On Wed, Jul 15, 2020 at 9:37 PM Steven D'Aprano email@example.com wrote:
On Wed, Jul 15, 2020 at 11:24:17AM +1000, Chris Angelico wrote:
So if you're distributing your code, then maybe you don't use pickle.
Sure. What do I use to serialise my complex data structure? I guess I could write out the repr and then call eval on it, that should be fine... *wink*
Maybe don't HAVE an arbitrarily complex data structure for serialization. Maybe have a way to turn the in-memory representation into a much simpler structure, serialize that, and then load from your saved form.
It'll make your code a lot easier to reason about and refactor, since you're no longer intrinsically binding your code to your save format.
I'm not a pickle expert, but I don't think that's quite right. pickle has to be able to execute arbitrary code in order to be able to de-serialise arbitrary pickles, but that doesn't mean it has to de-serialise arbitrary pickles if you aren't expecting arbitrary pickles.
Random beat it to me by suggesting a white-list, but I was thinking the same way. The pickle protocol has to be able to deal with arbitrary instances, but very few apps using pickle need to, or want to, accept arbitrary instances. If my app serialised Widgets and Gadgets, then it ought to be an error to attempt to deserialise anything else.
Then all I need do is ensure that the Widget and Gadget classes are secure, not the entire Python universe :-)
If that's what you want, then have a way to serialize Widgets and Gadgets, and *not* a way to serialize arbitrary objects. That, to me, sounds more like "enhanced JSON" than "magically safe pickle".

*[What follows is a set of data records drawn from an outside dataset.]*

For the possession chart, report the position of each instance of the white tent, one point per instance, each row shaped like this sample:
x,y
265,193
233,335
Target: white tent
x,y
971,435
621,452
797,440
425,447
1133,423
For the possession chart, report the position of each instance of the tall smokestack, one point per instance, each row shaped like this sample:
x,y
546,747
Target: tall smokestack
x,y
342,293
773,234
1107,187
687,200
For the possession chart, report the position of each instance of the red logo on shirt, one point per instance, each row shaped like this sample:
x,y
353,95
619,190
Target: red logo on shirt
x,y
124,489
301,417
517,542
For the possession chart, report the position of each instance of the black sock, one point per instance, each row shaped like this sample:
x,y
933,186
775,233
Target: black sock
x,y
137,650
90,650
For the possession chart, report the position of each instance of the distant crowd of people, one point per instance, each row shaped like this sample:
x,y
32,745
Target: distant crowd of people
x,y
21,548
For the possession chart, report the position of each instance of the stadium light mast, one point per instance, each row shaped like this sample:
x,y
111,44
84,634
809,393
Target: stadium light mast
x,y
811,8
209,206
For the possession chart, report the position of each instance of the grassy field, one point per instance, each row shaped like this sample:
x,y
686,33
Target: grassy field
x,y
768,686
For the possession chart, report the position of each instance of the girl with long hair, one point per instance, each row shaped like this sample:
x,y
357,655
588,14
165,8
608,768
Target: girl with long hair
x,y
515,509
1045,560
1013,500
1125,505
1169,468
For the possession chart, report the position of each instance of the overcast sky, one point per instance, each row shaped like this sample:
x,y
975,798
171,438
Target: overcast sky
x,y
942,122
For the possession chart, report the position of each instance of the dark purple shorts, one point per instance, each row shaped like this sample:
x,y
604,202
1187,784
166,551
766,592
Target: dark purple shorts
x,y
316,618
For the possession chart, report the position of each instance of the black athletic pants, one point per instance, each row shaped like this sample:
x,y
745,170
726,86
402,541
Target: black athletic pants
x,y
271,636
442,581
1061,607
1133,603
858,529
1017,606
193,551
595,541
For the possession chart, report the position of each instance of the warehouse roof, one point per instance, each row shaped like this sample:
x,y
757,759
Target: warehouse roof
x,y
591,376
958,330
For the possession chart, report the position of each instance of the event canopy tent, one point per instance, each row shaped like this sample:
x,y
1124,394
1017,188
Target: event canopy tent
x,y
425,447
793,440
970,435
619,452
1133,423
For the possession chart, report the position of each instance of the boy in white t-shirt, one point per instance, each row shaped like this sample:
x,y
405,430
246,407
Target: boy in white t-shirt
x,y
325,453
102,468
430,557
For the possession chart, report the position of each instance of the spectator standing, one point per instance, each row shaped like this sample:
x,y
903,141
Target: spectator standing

Security is always about tradeoffs, and we shouldn't let the idea of some unattainable perfectly secure pickle get in the way of improving the safety of pickle.
Nor should we let the idea of a secure pickle get in the way of improving the functionality of safer options.
If someone claims they've created a way to allow untrusted users to insert code into your Python programs and have it execute, but they've made it safe, would you oppose its inclusion in the stdlib?
But that's not really what we're asking for. We're asking for a way to *avoid* executing arbitrary code, while still allowing *trusted* objects to be depickled.
Except that you are. It's equivalent to trying to create a safe version of eval() instead of building a simple arithmetic expression parser. You're starting from danger and trying to patch until it's safe, instead of starting from safety and adding functionality until it's usable.
Remember: If you have insufficient functionality, you'll know about it; if you are insufficiently secure, you won't know till it's too late.
You want "pickle but magically able to know what's safe and what's not"?
Of course not. But maybe I want to be able to tell pickle what I think is safe, and have everything else fail.
That's fair, but are you actually guaranteeing that it will never read arbitrary attributes from objects? Can pickle grab a module or function, pick up a dunder from it, and go to town? Are you able to give a total 100% guarantee that it cannot? If not, how do you know that it's safe?
Edwin has given further information on the inherent unsafe nature of pickle. It should be used for trusted pickles, NOT as a basis for some magical "safe" parser.